Fayların yerinin belirlenmesinin ve yerleşimlerin buna göre kurulmasının önemini vurgulayan Sözbilir, “Bizim faylarımızın nereden geçtiğini bayındırlık haritası düzeyinde bilmemiz gerekiyor. Bu Türkiye’de yapılabilmiş değil.” dedi.

Prof. Dr. Sözbilir, yer sarsıntısı riskini azaltmak amacıyla binaların yönetmeliklere uygun inşa edilmesi, ekonomik ömrünü bütünleyen yapıların kaldırılması ve kentsel dönüşümün hızlı ayrımsız şekilde, destek ve fay durumuna yapılması gerektiğini söyledi.

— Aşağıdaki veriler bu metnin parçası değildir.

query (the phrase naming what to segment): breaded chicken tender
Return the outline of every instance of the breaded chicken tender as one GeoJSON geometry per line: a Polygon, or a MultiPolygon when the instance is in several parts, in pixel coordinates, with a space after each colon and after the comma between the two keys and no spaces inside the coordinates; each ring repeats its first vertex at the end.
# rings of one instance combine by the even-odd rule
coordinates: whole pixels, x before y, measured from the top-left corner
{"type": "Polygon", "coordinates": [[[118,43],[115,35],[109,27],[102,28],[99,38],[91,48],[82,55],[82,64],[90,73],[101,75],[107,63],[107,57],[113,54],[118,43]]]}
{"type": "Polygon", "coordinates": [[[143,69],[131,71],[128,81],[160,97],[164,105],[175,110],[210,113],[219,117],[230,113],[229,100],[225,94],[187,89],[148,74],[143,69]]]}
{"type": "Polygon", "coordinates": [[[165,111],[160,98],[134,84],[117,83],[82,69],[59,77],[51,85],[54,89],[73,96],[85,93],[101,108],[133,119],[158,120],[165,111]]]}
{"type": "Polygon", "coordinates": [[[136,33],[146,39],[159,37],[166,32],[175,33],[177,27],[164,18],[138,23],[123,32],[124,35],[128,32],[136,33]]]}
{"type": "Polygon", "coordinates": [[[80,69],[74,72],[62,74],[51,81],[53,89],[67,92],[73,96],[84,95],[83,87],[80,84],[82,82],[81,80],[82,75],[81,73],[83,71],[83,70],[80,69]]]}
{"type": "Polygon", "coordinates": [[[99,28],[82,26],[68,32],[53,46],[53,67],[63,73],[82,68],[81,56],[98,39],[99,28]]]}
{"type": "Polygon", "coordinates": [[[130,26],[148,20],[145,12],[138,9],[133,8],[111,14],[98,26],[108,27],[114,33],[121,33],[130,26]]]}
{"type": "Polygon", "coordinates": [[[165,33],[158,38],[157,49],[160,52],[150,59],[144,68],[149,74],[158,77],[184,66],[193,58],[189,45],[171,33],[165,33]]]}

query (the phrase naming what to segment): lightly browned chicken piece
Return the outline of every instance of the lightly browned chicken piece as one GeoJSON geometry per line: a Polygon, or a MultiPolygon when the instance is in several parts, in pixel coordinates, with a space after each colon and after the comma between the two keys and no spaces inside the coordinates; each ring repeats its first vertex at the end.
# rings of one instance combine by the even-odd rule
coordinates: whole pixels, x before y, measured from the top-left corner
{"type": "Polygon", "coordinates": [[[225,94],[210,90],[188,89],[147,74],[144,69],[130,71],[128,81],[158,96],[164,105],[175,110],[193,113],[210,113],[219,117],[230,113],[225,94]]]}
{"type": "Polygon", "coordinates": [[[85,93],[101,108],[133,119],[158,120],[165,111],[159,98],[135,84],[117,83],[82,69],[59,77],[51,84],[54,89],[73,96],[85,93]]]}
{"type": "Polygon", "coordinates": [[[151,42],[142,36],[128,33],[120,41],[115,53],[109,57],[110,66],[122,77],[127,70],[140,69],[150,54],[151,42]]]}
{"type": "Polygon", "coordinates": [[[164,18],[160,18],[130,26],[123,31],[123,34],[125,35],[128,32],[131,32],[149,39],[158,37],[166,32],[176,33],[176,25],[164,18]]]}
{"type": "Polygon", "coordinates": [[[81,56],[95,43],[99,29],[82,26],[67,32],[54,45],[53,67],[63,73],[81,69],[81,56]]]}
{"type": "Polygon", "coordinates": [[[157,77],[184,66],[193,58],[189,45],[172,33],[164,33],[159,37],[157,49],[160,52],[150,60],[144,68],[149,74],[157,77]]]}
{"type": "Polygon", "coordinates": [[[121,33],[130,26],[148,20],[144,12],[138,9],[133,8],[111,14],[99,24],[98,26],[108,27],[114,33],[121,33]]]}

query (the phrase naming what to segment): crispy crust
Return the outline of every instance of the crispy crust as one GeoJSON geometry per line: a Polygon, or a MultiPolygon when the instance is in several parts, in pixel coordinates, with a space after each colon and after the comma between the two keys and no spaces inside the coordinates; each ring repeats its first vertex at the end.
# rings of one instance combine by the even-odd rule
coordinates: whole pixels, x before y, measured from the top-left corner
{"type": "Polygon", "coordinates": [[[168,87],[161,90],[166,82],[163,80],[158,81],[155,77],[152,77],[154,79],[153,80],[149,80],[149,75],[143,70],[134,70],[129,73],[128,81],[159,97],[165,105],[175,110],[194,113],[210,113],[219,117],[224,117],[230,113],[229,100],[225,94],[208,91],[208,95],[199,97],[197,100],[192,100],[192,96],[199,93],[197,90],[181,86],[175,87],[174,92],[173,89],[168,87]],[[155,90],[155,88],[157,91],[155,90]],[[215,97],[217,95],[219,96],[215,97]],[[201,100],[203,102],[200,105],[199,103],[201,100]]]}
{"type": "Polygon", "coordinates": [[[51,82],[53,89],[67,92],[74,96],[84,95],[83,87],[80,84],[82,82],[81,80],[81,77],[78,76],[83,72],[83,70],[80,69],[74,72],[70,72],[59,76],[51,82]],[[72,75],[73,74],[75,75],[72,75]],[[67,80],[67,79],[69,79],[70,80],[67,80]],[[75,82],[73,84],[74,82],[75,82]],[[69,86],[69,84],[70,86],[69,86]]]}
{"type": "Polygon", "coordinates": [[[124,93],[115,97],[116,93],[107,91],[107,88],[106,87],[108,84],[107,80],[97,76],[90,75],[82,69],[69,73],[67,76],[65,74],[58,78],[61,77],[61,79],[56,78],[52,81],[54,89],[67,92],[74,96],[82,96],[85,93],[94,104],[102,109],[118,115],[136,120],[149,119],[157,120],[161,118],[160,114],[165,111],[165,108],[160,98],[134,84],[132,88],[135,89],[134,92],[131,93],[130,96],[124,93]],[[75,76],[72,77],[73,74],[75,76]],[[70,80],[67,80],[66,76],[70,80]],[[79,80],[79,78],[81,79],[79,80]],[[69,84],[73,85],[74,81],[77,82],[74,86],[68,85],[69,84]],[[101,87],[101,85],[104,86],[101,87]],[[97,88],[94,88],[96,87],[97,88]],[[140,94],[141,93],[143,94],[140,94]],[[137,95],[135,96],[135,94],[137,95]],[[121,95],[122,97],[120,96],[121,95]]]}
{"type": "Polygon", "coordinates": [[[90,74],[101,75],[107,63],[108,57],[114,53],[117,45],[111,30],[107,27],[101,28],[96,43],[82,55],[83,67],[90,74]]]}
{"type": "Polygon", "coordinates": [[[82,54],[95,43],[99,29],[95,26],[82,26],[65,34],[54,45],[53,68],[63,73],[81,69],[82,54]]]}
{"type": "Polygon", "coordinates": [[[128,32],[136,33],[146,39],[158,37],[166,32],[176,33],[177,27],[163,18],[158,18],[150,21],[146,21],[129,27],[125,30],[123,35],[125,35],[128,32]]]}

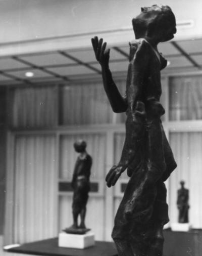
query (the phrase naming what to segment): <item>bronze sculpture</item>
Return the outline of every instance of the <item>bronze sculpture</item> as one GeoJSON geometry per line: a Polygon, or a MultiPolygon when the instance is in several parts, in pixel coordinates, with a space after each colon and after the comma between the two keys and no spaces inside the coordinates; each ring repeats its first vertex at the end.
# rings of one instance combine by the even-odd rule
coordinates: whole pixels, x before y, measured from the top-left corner
{"type": "Polygon", "coordinates": [[[86,151],[86,143],[79,140],[74,144],[76,152],[79,153],[77,157],[71,182],[73,189],[72,213],[73,224],[64,231],[73,234],[84,234],[90,230],[86,228],[85,218],[86,212],[86,204],[90,191],[90,175],[92,165],[92,158],[86,151]],[[80,215],[81,223],[78,224],[78,218],[80,215]]]}
{"type": "Polygon", "coordinates": [[[179,210],[179,223],[188,223],[188,211],[189,208],[188,204],[189,190],[184,187],[184,182],[181,181],[180,183],[181,188],[177,191],[177,208],[179,210]]]}
{"type": "Polygon", "coordinates": [[[127,114],[121,159],[106,177],[109,187],[126,168],[130,177],[112,235],[119,256],[162,255],[163,228],[169,221],[164,181],[177,166],[160,119],[165,112],[160,103],[160,70],[167,62],[157,49],[159,42],[173,38],[175,18],[167,6],[155,5],[141,10],[132,20],[136,40],[129,44],[124,96],[113,79],[106,42],[96,36],[91,39],[113,110],[127,114]]]}

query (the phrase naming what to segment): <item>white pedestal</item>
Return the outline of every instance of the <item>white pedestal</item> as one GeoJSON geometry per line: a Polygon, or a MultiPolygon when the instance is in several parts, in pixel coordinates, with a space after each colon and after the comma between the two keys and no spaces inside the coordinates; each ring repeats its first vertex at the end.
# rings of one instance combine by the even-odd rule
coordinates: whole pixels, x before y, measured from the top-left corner
{"type": "Polygon", "coordinates": [[[171,228],[172,231],[187,232],[191,229],[191,225],[189,223],[172,223],[171,228]]]}
{"type": "Polygon", "coordinates": [[[60,233],[58,244],[60,247],[83,249],[94,245],[94,233],[91,231],[84,235],[60,233]]]}

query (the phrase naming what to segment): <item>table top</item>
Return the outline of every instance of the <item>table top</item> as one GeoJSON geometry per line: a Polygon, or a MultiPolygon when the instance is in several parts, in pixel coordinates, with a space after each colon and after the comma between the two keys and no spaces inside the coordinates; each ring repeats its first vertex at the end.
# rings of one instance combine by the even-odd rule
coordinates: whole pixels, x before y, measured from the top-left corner
{"type": "Polygon", "coordinates": [[[25,243],[7,251],[42,256],[117,256],[117,251],[113,242],[95,241],[93,246],[74,249],[59,247],[58,237],[25,243]]]}

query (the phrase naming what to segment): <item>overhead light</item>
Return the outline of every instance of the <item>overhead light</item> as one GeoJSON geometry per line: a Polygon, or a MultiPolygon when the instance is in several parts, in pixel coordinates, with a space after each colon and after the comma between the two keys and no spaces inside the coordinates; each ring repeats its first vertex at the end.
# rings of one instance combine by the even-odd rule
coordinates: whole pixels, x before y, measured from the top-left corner
{"type": "Polygon", "coordinates": [[[27,76],[27,77],[32,77],[32,76],[34,76],[34,74],[33,73],[33,72],[26,72],[25,73],[25,76],[27,76]]]}

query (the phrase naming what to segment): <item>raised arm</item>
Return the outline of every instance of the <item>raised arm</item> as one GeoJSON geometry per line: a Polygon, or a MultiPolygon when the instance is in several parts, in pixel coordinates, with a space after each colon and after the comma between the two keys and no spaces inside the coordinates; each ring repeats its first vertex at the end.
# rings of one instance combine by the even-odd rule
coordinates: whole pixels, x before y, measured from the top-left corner
{"type": "Polygon", "coordinates": [[[107,43],[103,43],[103,38],[98,40],[97,36],[91,39],[96,59],[102,67],[104,89],[114,112],[125,112],[127,108],[126,99],[123,97],[114,82],[109,66],[110,49],[106,50],[107,43]]]}

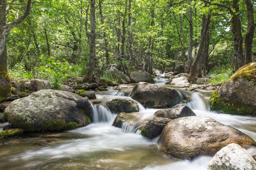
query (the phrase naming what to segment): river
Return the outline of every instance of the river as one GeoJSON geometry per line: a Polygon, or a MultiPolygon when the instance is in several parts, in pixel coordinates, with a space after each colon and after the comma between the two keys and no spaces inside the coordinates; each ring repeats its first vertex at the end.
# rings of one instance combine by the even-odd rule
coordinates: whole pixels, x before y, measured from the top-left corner
{"type": "MultiPolygon", "coordinates": [[[[163,78],[158,80],[158,84],[166,81],[163,78]]],[[[191,96],[192,101],[185,104],[197,116],[211,117],[236,128],[256,141],[256,117],[210,112],[210,93],[179,91],[191,96]]],[[[113,126],[117,115],[106,107],[105,101],[116,97],[131,99],[127,95],[109,88],[96,96],[103,104],[94,105],[94,122],[86,127],[0,139],[0,169],[207,169],[210,156],[200,156],[192,162],[173,159],[158,150],[158,138],[149,140],[142,137],[138,126],[126,125],[122,129],[113,126]]],[[[139,105],[142,119],[150,118],[158,110],[139,105]]]]}

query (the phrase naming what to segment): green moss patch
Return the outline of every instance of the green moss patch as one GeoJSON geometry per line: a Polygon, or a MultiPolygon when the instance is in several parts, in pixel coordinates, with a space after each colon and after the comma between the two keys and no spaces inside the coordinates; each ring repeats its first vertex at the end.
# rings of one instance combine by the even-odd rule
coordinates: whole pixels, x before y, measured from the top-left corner
{"type": "Polygon", "coordinates": [[[82,94],[85,92],[86,92],[85,90],[81,89],[77,92],[77,95],[79,96],[82,96],[82,94]]]}
{"type": "Polygon", "coordinates": [[[223,111],[225,113],[248,115],[253,113],[254,106],[239,103],[230,103],[220,97],[219,91],[216,91],[210,96],[210,109],[223,111]]]}
{"type": "Polygon", "coordinates": [[[18,137],[23,133],[23,130],[21,129],[9,129],[0,132],[0,138],[9,138],[18,137]]]}
{"type": "Polygon", "coordinates": [[[42,127],[44,130],[65,131],[77,129],[79,126],[75,122],[66,122],[64,120],[54,120],[43,122],[42,127]]]}
{"type": "Polygon", "coordinates": [[[245,78],[248,81],[252,81],[256,85],[256,62],[249,63],[241,67],[230,78],[236,81],[240,78],[245,78]]]}

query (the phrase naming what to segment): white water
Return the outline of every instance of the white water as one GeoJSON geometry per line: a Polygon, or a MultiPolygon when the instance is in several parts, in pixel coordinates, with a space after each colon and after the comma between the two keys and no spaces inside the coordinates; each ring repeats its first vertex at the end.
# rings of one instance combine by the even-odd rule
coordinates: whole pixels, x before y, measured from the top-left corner
{"type": "MultiPolygon", "coordinates": [[[[102,105],[94,105],[94,122],[86,127],[64,133],[43,134],[39,137],[0,141],[0,169],[207,169],[211,157],[201,156],[192,162],[171,159],[158,151],[157,138],[150,141],[139,134],[141,122],[150,118],[158,109],[144,108],[139,104],[139,113],[142,114],[140,121],[132,126],[125,124],[122,129],[113,126],[116,115],[107,108],[106,101],[117,97],[132,99],[111,89],[104,94],[97,95],[102,105]],[[35,146],[38,141],[51,144],[35,146]]],[[[187,105],[196,115],[211,117],[236,128],[256,140],[256,117],[210,112],[204,96],[195,92],[192,98],[193,100],[187,105]]]]}

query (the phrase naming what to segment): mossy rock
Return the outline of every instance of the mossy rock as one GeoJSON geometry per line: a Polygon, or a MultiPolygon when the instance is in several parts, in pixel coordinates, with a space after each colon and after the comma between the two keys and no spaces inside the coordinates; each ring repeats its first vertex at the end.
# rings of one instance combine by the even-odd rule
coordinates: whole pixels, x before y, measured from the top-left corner
{"type": "Polygon", "coordinates": [[[75,122],[66,122],[64,120],[54,120],[43,122],[42,124],[43,130],[47,131],[65,131],[70,130],[79,128],[75,122]]]}
{"type": "Polygon", "coordinates": [[[82,89],[79,90],[79,91],[77,92],[77,95],[81,96],[82,94],[85,92],[86,92],[85,90],[82,89]]]}
{"type": "Polygon", "coordinates": [[[256,116],[256,62],[240,68],[210,96],[210,109],[256,116]]]}
{"type": "Polygon", "coordinates": [[[21,129],[9,129],[0,132],[0,138],[9,138],[21,135],[23,133],[21,129]]]}

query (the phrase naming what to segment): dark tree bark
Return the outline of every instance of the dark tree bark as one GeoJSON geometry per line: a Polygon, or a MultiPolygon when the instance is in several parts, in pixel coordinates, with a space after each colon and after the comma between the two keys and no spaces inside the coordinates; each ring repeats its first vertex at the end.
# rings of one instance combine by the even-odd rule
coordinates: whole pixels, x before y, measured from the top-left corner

Riski tenkis etmek üzere yer bilimsel şartlar açısından deprem hasarı yaratabilecek koşulların belirlenmesi, sarsıntı riziko ve coşkunluk senaryolarının yapılması, vurgun zeminlerin iyileştirilmesinin birlikte önem taşıdığını anlatım fail Sözbilir, sözlerini şöyle tamamladı:

“İzmir zelzele yerinde jeolojik yapısı zımnında yavaş duygulanım yaşıyor. Mağrip Anadolu’de karada 100’e yakın fay var, hepsi etkileşim halinde birbiriyle. Denize kıyısı olan kentlerde tsunami tehlikesi var. Veli Bölgesi ölçeğinde 6 ve üstü depremler birey ve mülk kaybına bozukluk oluyor. Fazlalık ve olumsuz yönlerimiz var bu konuda, faylarımızın iş şekli zayıf, tembel faylar, bu artımız. Amma çokça fazla kırık var, o dahi menfi yönümüz. İzmir’dahi tahripkâr niteliği yüksek, 7,2 büyüklüğünde zelzele üretebilecek faylar var.”

Türk Psikologlar Derneği İzmir Şube Başkanı Samet Ser birlikte depremin bodur ve mufassal dönemli psikolojik etkileriyle ilgilendiren bilgelik verdi.